For the most part, any ideas, information, or language you borrow from a source—whether the source is in print or online—must be acknowledged by including an in-text citation and an entry in your list of works cited (MLA style) or references (APA style). The only types of information that do not require acknowledgment are common knowledge (for example, John F. Kennedy was assassinated in Dallas), facts widely available in many sources (U.S. presidents used to be inaugurated on March 4 rather than January 20), well-known quotations (“To be or not to be /That is the question”), and material you created or gathered yourself, such as photographs that you took or data from surveys that you conducted.
For more on citing sources in MLA and APA style, see Chapters 27 and 28.
Remember that you need to acknowledge the source of any visual (photograph, table, chart, graph, diagram, drawing, map, screen shot) that you did not create yourself as well as the source of any information that you used to create your own visual. (You should also request permission from the source of a visual if your essay is going to be posted online without password protection.) When in doubt about whether you need to acknowledge a source, do so.

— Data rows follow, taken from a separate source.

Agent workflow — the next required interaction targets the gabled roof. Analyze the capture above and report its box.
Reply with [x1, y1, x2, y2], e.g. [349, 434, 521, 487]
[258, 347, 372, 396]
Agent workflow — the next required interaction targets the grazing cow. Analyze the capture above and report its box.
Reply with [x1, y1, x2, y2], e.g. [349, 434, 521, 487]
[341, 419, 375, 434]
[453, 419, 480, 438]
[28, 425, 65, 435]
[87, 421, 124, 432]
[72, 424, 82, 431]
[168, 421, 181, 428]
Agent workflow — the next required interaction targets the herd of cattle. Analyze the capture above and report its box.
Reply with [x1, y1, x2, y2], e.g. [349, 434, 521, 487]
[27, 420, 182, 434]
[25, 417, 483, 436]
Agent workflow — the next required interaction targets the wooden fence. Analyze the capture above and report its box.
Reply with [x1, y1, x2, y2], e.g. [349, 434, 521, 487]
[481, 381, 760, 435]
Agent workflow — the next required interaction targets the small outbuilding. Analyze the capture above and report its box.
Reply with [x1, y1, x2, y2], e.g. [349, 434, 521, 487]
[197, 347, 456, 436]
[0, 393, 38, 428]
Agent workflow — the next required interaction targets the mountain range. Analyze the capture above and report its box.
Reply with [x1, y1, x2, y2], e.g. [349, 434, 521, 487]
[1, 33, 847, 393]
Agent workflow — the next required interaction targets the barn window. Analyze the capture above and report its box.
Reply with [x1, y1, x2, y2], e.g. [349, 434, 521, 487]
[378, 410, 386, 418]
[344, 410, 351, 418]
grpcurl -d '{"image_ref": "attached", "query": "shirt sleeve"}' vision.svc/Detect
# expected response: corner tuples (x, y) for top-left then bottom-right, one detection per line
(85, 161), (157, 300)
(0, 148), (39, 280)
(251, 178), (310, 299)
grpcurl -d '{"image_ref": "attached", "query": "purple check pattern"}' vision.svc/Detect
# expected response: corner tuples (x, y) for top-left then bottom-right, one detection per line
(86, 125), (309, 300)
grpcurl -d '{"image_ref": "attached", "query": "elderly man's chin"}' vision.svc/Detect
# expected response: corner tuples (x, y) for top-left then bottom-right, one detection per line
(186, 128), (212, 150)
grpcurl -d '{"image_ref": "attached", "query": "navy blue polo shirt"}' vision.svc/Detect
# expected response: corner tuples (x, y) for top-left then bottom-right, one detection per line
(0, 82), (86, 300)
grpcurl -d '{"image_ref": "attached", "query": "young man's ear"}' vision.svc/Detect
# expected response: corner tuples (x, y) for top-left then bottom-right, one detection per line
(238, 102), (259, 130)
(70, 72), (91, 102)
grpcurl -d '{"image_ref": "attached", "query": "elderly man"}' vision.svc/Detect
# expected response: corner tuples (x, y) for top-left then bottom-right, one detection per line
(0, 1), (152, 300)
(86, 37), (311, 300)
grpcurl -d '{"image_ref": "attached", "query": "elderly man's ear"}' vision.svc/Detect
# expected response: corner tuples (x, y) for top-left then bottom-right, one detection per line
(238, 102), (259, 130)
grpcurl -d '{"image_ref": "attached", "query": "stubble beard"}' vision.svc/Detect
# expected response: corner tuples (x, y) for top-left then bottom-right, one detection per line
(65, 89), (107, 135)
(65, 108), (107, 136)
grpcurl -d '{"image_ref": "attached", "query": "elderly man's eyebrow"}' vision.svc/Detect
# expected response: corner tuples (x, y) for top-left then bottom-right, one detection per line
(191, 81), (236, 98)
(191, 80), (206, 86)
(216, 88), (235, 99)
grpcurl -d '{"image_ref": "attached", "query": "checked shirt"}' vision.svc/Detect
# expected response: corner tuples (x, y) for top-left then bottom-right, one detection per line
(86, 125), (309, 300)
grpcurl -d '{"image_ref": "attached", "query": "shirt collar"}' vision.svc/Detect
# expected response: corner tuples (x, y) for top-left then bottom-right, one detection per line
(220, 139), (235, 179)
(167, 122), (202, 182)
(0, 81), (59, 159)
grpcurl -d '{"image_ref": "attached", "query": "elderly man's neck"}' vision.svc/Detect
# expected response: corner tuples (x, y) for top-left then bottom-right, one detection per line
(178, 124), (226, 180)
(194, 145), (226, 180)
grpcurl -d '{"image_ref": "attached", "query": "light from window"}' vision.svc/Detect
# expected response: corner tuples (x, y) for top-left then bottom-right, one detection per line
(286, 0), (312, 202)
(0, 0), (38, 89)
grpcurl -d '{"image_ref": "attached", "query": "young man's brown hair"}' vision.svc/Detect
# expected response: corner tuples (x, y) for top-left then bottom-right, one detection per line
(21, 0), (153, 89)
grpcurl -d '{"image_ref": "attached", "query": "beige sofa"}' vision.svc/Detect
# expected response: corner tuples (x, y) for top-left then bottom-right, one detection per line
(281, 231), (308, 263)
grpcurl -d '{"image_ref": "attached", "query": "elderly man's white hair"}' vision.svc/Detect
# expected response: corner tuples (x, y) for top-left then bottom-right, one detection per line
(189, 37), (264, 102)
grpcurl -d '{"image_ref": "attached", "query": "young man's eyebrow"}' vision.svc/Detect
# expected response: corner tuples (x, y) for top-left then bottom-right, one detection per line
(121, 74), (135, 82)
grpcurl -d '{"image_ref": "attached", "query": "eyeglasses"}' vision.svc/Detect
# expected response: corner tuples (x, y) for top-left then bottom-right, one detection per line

The documentation guidelines in the next two chapters present two styles for citing sources: MLA and APA. Whichever style you use, the most important thing is that your readers be able to tell where words or ideas that are not your own begin and end. You can accomplish this most readily by taking and transcribing notes carefully, by placing parenthetical source citations correctly, and by separating your words from those of the source with signal phrases such as “According to Smith,” “Peters claims,” and “As Olmos asserts.” (When you cite a source for the first time in a signal phrase, use the author’s full name; after that, use just the last name.)